Development Specialist Richard Carr believes Richard Blyth’s recommendations that a national rise in planning application fees is introduced is unfair on developers, who already have to pay numerous taxes on developments.

More restrictions

Richard does believe that Local Planning Authorities need more resources, however asking developers to pay more in planning application fees will negatively affective the industry and slow down the country’s current development growth. In the long term this will have a big effective on the economy, which has only recently started showing signs of a recovery.

Aswell as an increase in planning fees, the Royal Town Planning Institute (RTPI) has written to the Chancellor arguing against further cuts to local authority funding. Local authority planning and development services have experienced the largest cuts of any local government area since 2010.

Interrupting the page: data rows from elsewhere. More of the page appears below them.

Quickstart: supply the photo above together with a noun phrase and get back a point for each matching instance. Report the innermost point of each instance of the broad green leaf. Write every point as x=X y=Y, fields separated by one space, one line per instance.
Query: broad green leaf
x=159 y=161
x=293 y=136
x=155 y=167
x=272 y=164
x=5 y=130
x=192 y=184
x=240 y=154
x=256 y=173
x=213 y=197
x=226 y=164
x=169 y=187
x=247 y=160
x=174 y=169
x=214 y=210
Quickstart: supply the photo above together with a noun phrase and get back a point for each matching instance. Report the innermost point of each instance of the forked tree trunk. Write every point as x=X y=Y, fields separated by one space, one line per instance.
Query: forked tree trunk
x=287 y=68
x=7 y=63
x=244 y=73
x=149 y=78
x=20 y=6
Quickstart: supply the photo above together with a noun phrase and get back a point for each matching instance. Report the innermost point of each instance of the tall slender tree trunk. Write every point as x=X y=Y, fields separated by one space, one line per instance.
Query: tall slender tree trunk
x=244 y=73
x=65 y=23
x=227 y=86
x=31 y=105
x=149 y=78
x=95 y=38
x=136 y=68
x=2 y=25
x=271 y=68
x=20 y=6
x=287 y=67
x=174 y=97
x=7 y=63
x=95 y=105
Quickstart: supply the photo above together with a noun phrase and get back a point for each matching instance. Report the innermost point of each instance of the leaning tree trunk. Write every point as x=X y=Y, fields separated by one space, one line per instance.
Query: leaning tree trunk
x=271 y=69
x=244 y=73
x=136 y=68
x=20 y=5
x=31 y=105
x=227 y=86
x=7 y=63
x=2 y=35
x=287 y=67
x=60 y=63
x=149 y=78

RTPI president Janet Askew explained the letter sent by Blyth to George Osborne: “We have written to the Chancellor to impress upon him that in order for us to meet our national objectives increasing capacity in local authority planning teams is an urgent priority and cannot be avoided if the government expects to deliver on its ambitious programme.

“In his July budget, we are also calling for a national rise in planning fees in line with the rate of inflation as a short-term measure. There is further scope, we believe, for local authorities and developers to work together, for example through planning performance and pre-application agreements, to increase resourcing in specific areas.”

Economic growth

The RTPI argue that local authority is essential to facilitate economic growth and deliver housing. Below are the requests outlined to George Osborne:

  • In the interim, a national rise in planning application fees in line with the rate of inflation would be a sensible short term measure.
  • We strongly warn against future cuts to Local Authority spending due to the knock on effect this will have for the delivery of new homes and permanent employment.
  • Opinions from within the profession as to whether planning fees should be set locally to more accurately fully cover the cost of service is divided, but RTPI would see no harm in this providing that authorities have adequate capacity to set them and could give assurances to applicants that they will received a proportional service (in terms of fair decision making).
  • We see scope for the further formalising of the cost of planning services to be funded by applicants through measures like pre application charging and planning performance agreements, although this should come with a guarantee of good service from the Local Authority.
  • Planning has already contributed its fair share to reducing the overall deficit. It is poised to contribute in the future by supporting additional tax generating growth, but only if sufficient investment in services are made.

Richard Carr believes that the RTPI are wrong. Developers are being taxed enough with CIL and S106 (Lowland Heath) and S106 (Social Housing) what needs to happen is LPAs should be made to return fees for planning which get upheld at appeal.